Apart from advancements in single detector technologies, fire-detection systems also implement recent trends in Internet of Things and wireless connectivity. Wireless detectors have been recognized by NFPA 72 as far back as 1987 as low-power radio systems, but two recent advancements have led to the development of wireless detectors for domestic applications. One is the abolishment of NFPA 720 for CO detectors and its introduction to NFPA 72, and the other is the rapid implementation of Internet of Things for smart-home applications.
The introduction of CO detection to the general fire-detection design has led to the development of stand-alone wireless detectors for home use that can detect both CO and optical smoke. This type of combination detectors offers increased sensitivity, as they can also detect the CO that is a by-product of combustion, as well as a second level of protection against malfunctioning fireplaces or stoves. The recent trend in residential fire detection is a cluster of stand-alone combination CO/optical smoke detectors, interconnected via wireless Wi-Fi to the smart home network. This trend tends to abolish the cumbersome and unintuitive fire-detection panels from homes and replace them with smartphone applications as well as lowering installation and maintenance costs.
The application of Internet of Things (IoT) connectivity on fire-detection systems was not limited only to wireless stand-alone detectors. New fire-detection panels offer a wide variety of connectivity and notification options, from massive email lists to specific application control, but IoT technology also offers a new level of system integration. Newer building installations have management systems (BMS) that incorporate all their different systems, from HVAC and plumbing to power distribution and networks. Introducing the fire-detection system to the central BMS is the next logical step, as the fire-detection panel can issue commands to other interconnected systems and prevent further deterioration of the emergency or aid in the orderly evacuation of the building. Furthermore, complete integration of fire-detection systems to building management systems and the use of prescriptive maintenance, achieved by monitoring a large number of variables from the connected detectors, offer lower maintenance costs, greater accuracy and sensitivity of the system as well as a prediction of mean time between faults for the system, with the aid of machine-learning algorithms.

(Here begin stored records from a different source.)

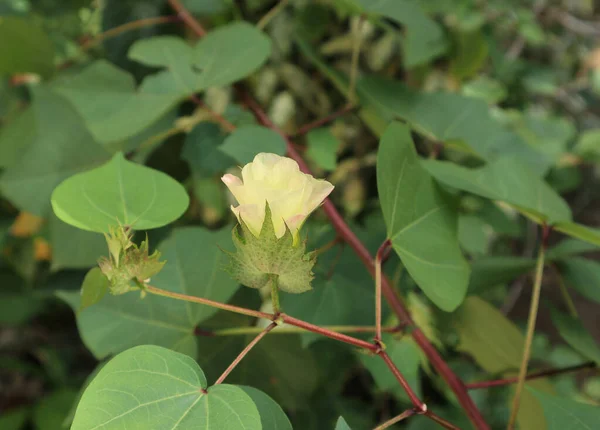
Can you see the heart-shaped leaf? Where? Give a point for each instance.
(150, 387)
(119, 193)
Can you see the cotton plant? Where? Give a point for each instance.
(274, 200)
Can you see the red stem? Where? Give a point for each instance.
(453, 381)
(534, 375)
(419, 405)
(245, 351)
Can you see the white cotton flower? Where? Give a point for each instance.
(291, 194)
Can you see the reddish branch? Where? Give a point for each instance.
(453, 381)
(359, 248)
(534, 375)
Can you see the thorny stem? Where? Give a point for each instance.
(246, 350)
(266, 19)
(379, 258)
(534, 375)
(344, 231)
(407, 413)
(533, 310)
(287, 330)
(325, 120)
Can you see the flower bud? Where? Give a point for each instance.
(278, 181)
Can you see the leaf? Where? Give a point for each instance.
(489, 337)
(583, 275)
(51, 411)
(120, 322)
(342, 424)
(588, 234)
(62, 147)
(247, 141)
(223, 56)
(406, 356)
(152, 387)
(93, 289)
(420, 221)
(322, 148)
(564, 413)
(30, 49)
(508, 180)
(111, 106)
(576, 335)
(119, 193)
(272, 416)
(491, 271)
(568, 248)
(336, 301)
(449, 118)
(424, 39)
(73, 248)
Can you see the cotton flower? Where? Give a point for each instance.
(291, 194)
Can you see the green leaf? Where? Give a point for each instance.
(406, 356)
(568, 248)
(591, 235)
(201, 150)
(424, 39)
(342, 424)
(449, 118)
(488, 336)
(30, 49)
(53, 409)
(564, 413)
(335, 301)
(111, 106)
(322, 148)
(583, 275)
(73, 248)
(62, 147)
(258, 261)
(94, 288)
(152, 387)
(223, 56)
(120, 322)
(576, 335)
(277, 365)
(508, 180)
(16, 136)
(272, 416)
(492, 271)
(420, 222)
(119, 193)
(471, 53)
(247, 141)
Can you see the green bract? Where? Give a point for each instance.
(119, 193)
(259, 260)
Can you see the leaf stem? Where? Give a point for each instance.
(235, 331)
(238, 310)
(275, 295)
(264, 21)
(379, 258)
(533, 310)
(246, 350)
(407, 413)
(534, 375)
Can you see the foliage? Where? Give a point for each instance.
(463, 140)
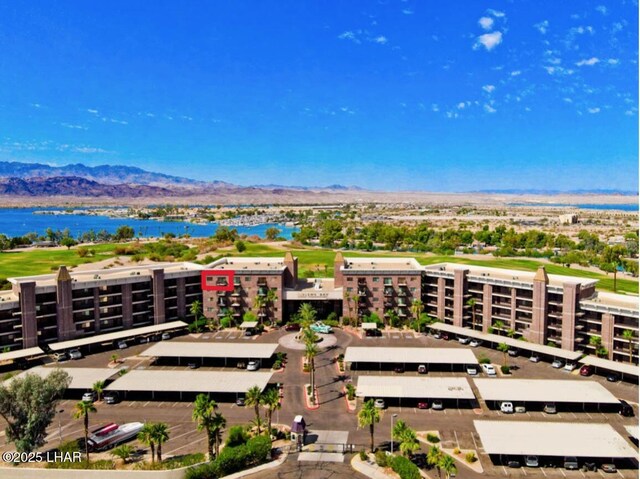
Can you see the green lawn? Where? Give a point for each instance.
(312, 261)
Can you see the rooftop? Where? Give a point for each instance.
(552, 439)
(420, 355)
(184, 349)
(542, 390)
(190, 381)
(413, 387)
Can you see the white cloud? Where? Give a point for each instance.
(588, 62)
(542, 27)
(486, 22)
(488, 40)
(495, 13)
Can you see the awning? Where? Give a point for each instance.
(615, 366)
(109, 337)
(516, 343)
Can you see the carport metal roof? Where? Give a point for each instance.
(543, 390)
(108, 337)
(81, 378)
(413, 387)
(20, 353)
(516, 343)
(190, 381)
(186, 349)
(410, 355)
(609, 365)
(552, 439)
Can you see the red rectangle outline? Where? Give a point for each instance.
(229, 274)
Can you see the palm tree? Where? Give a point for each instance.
(253, 399)
(629, 336)
(124, 452)
(271, 401)
(369, 415)
(160, 432)
(98, 388)
(434, 457)
(145, 436)
(81, 411)
(311, 351)
(472, 304)
(448, 465)
(203, 413)
(504, 348)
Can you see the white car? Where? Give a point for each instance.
(489, 369)
(506, 407)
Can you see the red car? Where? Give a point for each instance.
(587, 370)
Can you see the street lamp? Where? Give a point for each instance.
(393, 416)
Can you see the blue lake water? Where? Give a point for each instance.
(584, 206)
(20, 221)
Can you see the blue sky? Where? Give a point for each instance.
(440, 96)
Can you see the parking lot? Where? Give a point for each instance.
(454, 425)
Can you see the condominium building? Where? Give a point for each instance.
(562, 311)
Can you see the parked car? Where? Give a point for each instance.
(626, 409)
(89, 396)
(253, 365)
(506, 407)
(613, 377)
(571, 463)
(111, 397)
(489, 369)
(320, 327)
(587, 370)
(75, 354)
(557, 364)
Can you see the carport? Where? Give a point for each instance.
(185, 385)
(415, 388)
(572, 394)
(117, 336)
(215, 353)
(82, 379)
(384, 358)
(553, 440)
(495, 339)
(624, 369)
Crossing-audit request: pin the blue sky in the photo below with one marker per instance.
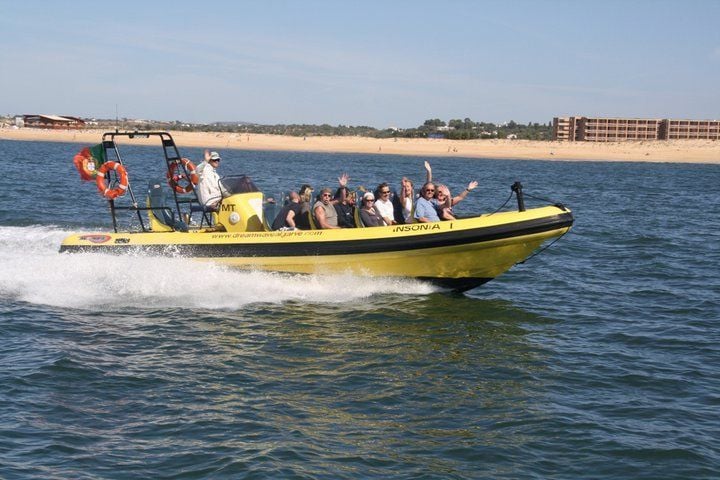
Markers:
(378, 63)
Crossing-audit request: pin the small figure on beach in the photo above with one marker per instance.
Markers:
(209, 189)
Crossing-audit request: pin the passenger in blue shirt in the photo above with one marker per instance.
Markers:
(425, 207)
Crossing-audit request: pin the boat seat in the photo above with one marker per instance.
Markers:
(161, 216)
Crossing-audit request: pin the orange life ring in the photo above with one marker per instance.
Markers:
(120, 171)
(174, 178)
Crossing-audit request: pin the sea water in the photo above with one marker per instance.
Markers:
(597, 358)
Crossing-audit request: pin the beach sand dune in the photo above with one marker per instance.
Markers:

The next step of emergency system integration is the complete cooperation of fire-detection, emergency lighting and voice-evacuation systems in a complete system that reduces building evacuation times and reacts in real time to changes in the emergency. Dynamic escape-route emergency-lighting systems change the type of the pictograms according to the situation, preventing occupants from following paths that are blocked. Furthermore, high-fidelity voice-announcement systems can intuitively guide the occupants and also can provide a means for the first-responder teams to issue further commands and instructions via integrated firefighter telephones. These types of systems are not only effective in case of fire but can also provide valuable alarms and instructions in other situations, such as chemical spill, intruder, or extreme weather phenomena.
Accidents are a part of everyday life and, even with the best of technologies, they cannot be eliminated. But emergent solutions and connected products can aid us in gathering crucial alerts early and correctly, reducing reaction and evacuation times. Designers and end users should embrace these solutions but should also adhere rigidly to appropriate regulations and policies to provide a coherent plan, with the proper implementation for each situation. Only then can the end goal, the protection of human life and property, be achieved.